Leven Links sits on the Firth of Forth immediately alongside Lundin Golf Club, the two courses separated by a stone boundary wall and not much else. The club is less well known than its neighbour — Lundin tends to get the recommendation in most Fife itinerary guides — but the golf is comparable and the price is noticeably lower. Links turf, a coastal routing, the same weather that rolls in across the Forth: the experience of a round at Leven is not obviously inferior to a round at Lundin.
Like Lundin, Leven has been used as an Open Championship Final Qualifying venue. That designation requires a course to hold a field of professional golfers competing for places in a major championship, which is not a standard every course meets. The layout is traditional seaside golf — fairways that follow the natural ground, greens that reward the right approach and make the wrong one expensive, and a wind that does most of the work of making the course difficult.

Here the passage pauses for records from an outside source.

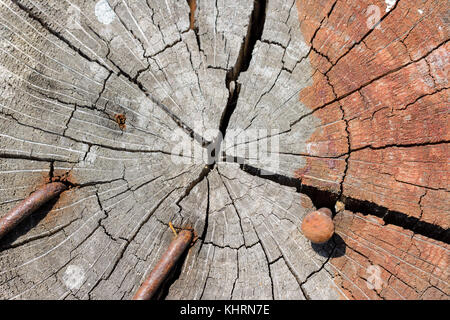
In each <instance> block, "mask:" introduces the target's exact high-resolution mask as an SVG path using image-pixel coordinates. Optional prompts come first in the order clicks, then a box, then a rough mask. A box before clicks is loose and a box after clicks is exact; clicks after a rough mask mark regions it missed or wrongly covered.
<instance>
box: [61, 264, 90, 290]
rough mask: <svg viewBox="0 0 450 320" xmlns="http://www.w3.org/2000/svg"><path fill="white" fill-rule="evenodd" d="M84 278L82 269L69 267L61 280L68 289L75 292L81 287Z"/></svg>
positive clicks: (79, 268) (77, 267) (65, 272)
mask: <svg viewBox="0 0 450 320" xmlns="http://www.w3.org/2000/svg"><path fill="white" fill-rule="evenodd" d="M85 278H86V277H85V273H84V270H83V268H81V267H79V266H76V265H69V266H68V267H67V269H66V271H65V272H64V275H63V278H62V279H63V282H64V284H65V286H66V287H67V288H68V289H70V290H77V289H79V288H80V287H81V285H82V284H83V282H84V279H85Z"/></svg>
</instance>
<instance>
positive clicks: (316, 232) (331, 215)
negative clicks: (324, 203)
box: [301, 208, 334, 243]
mask: <svg viewBox="0 0 450 320" xmlns="http://www.w3.org/2000/svg"><path fill="white" fill-rule="evenodd" d="M331 216H332V214H331V210H330V209H327V208H321V209H319V210H317V211H313V212H311V213H309V214H307V215H306V217H305V218H304V219H303V222H302V227H301V228H302V232H303V234H304V236H305V237H306V238H307V239H308V240H310V241H311V242H313V243H324V242H327V241H328V240H330V238H331V237H332V236H333V234H334V223H333V220H332V218H331Z"/></svg>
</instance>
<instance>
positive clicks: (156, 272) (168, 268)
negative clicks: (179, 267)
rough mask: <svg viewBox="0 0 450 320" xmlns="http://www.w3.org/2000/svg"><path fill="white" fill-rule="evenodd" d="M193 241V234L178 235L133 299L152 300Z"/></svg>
mask: <svg viewBox="0 0 450 320" xmlns="http://www.w3.org/2000/svg"><path fill="white" fill-rule="evenodd" d="M191 241H192V232H191V231H189V230H183V231H181V232H179V233H178V236H177V237H176V238H175V239H174V240H172V242H171V243H170V245H169V248H168V249H167V251H166V252H165V253H164V255H163V256H162V257H161V259H160V260H159V262H158V263H157V264H156V266H155V267H154V268H153V270H152V272H151V273H150V275H149V276H148V277H147V279H145V281H144V283H143V284H142V285H141V286H140V288H139V289H138V291H137V292H136V294H135V295H134V297H133V300H150V299H151V298H152V297H153V295H154V294H155V293H156V292H157V290H158V289H159V287H160V286H161V284H162V283H163V282H164V280H165V279H166V278H167V276H168V275H169V274H170V271H172V270H173V268H174V266H175V265H176V263H177V261H178V259H179V258H180V257H181V255H182V254H183V252H184V251H185V250H186V248H187V247H188V246H189V244H190V243H191Z"/></svg>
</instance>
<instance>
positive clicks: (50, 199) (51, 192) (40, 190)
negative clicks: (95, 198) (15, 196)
mask: <svg viewBox="0 0 450 320" xmlns="http://www.w3.org/2000/svg"><path fill="white" fill-rule="evenodd" d="M66 189H67V185H65V184H64V183H61V182H52V183H49V184H46V185H44V186H43V187H41V188H39V189H38V190H36V191H35V192H33V193H32V194H31V195H29V196H28V197H27V198H26V199H24V200H23V201H22V202H21V203H19V204H18V205H17V206H16V207H14V208H13V209H11V210H10V211H9V212H8V213H7V214H6V215H5V216H4V217H2V218H1V219H0V239H1V238H2V237H3V236H5V235H6V234H7V233H8V232H10V231H11V230H12V229H13V228H14V227H15V226H17V225H18V224H19V223H20V222H21V221H22V220H23V219H25V218H26V217H28V216H29V215H30V214H32V213H33V212H34V211H36V210H37V209H39V208H40V207H41V206H42V205H43V204H44V203H46V202H48V201H49V200H51V199H53V198H54V197H56V196H58V195H59V194H60V193H61V192H63V191H64V190H66Z"/></svg>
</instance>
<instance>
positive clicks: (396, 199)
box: [0, 0, 450, 300]
mask: <svg viewBox="0 0 450 320" xmlns="http://www.w3.org/2000/svg"><path fill="white" fill-rule="evenodd" d="M388 3H392V2H387V1H365V0H348V1H344V0H332V1H331V0H330V1H328V0H321V1H316V0H314V1H312V0H267V1H253V0H243V1H234V2H230V1H220V0H219V1H209V0H196V1H172V0H170V1H169V0H167V1H157V0H148V1H132V0H98V1H97V0H96V1H84V0H63V1H56V0H45V1H37V0H0V93H1V94H0V217H1V216H3V215H4V214H5V213H6V212H8V210H10V209H11V208H12V207H14V206H15V205H16V204H17V203H19V202H20V201H21V200H23V199H24V198H25V197H27V196H28V195H29V194H30V193H31V192H33V191H34V190H35V189H36V188H37V187H39V186H41V185H42V184H44V183H46V182H48V181H51V180H63V181H64V182H65V183H67V184H68V185H69V186H70V188H69V190H67V191H65V192H63V193H62V194H61V196H60V197H59V198H58V199H57V200H55V201H53V202H52V203H49V204H48V205H46V206H44V207H43V208H41V209H40V210H39V211H38V212H36V213H35V214H34V215H33V216H31V217H30V218H28V219H26V220H25V221H23V222H22V223H21V225H20V226H19V227H18V228H16V229H15V230H14V231H13V232H12V233H10V234H9V235H8V236H7V237H5V238H3V239H2V241H1V242H0V298H2V299H130V298H131V297H132V296H133V295H134V293H135V291H136V290H137V288H138V287H139V286H140V284H141V283H142V281H143V280H144V279H145V277H146V275H148V273H149V271H150V270H151V269H152V267H153V266H155V265H156V263H157V261H158V259H159V258H160V257H161V255H162V254H163V252H164V250H165V248H166V247H167V246H168V244H169V243H170V242H171V240H172V238H173V233H172V231H171V229H170V227H169V223H172V224H173V225H174V226H175V228H190V229H194V230H195V233H196V236H197V237H198V239H197V240H196V242H195V243H194V244H193V246H192V247H191V248H190V249H189V251H188V252H187V254H186V256H185V257H183V259H182V261H181V265H180V270H178V271H179V272H178V274H176V275H175V277H174V278H173V279H171V281H170V282H169V283H167V284H166V287H165V290H164V292H161V295H160V297H161V298H165V299H226V300H228V299H230V300H231V299H249V300H250V299H298V300H304V299H429V298H433V299H448V297H449V294H450V292H449V285H448V282H449V275H448V257H449V247H448V241H449V238H448V227H449V211H448V208H449V205H450V197H449V187H448V186H449V185H450V181H449V171H450V168H449V163H448V159H449V158H450V154H449V148H448V142H449V133H448V127H449V122H448V114H449V108H448V105H449V91H448V70H449V53H448V52H449V45H448V38H449V25H448V8H447V7H448V5H447V4H446V2H445V1H441V0H434V1H431V0H430V1H426V2H422V1H404V0H400V1H395V3H394V4H393V5H392V6H391V5H389V6H387V4H388ZM371 6H372V7H371ZM375 7H376V8H378V10H379V13H380V15H379V17H378V18H379V19H378V22H379V23H378V24H376V25H373V23H372V22H373V21H374V20H373V18H372V15H373V13H374V12H375V11H373V10H374V8H375ZM371 23H372V24H371ZM221 135H222V137H223V136H224V139H223V141H222V139H221ZM211 150H214V151H215V154H214V155H212V154H209V155H208V154H207V152H210V151H211ZM211 161H212V162H211ZM324 197H325V198H327V199H328V200H326V201H324ZM336 199H339V200H341V201H343V202H344V203H345V205H347V206H349V207H350V208H351V209H352V210H345V211H343V212H339V213H337V215H336V216H335V218H334V220H335V224H336V234H335V236H334V237H333V238H332V239H331V240H330V241H329V242H327V243H325V244H323V245H313V244H311V243H310V242H309V241H308V240H307V239H306V238H305V237H304V236H303V235H302V234H301V231H300V226H301V222H302V219H303V217H304V216H305V215H306V214H307V213H309V212H311V211H313V210H315V209H317V208H318V207H320V206H323V205H324V203H326V204H327V205H329V204H330V203H333V205H334V202H335V201H336ZM330 206H331V205H330ZM347 209H348V208H347ZM366 209H367V210H366ZM380 212H382V214H381V213H380ZM411 219H412V220H411ZM411 221H412V222H411ZM436 234H438V235H436ZM372 267H377V268H379V269H377V270H380V279H381V287H376V288H375V287H374V288H372V287H371V286H370V284H371V283H372V280H373V278H370V276H371V274H370V273H367V272H368V270H372V269H371V268H372Z"/></svg>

Green fees run £55 to £75, making Leven one of the better-value proper links rounds on the Fife coast. There is no mystique attached to the name, no famous hole that appears in coffee-table books, and no premium for reputation. What there is, is genuine links golf at a price that allows you to spend the money saved on Kingsbarns or the Old Course instead. Playing Leven and Lundin back to back on the same day is straightforward given their proximity and makes for a thorough afternoon on this part of the coast.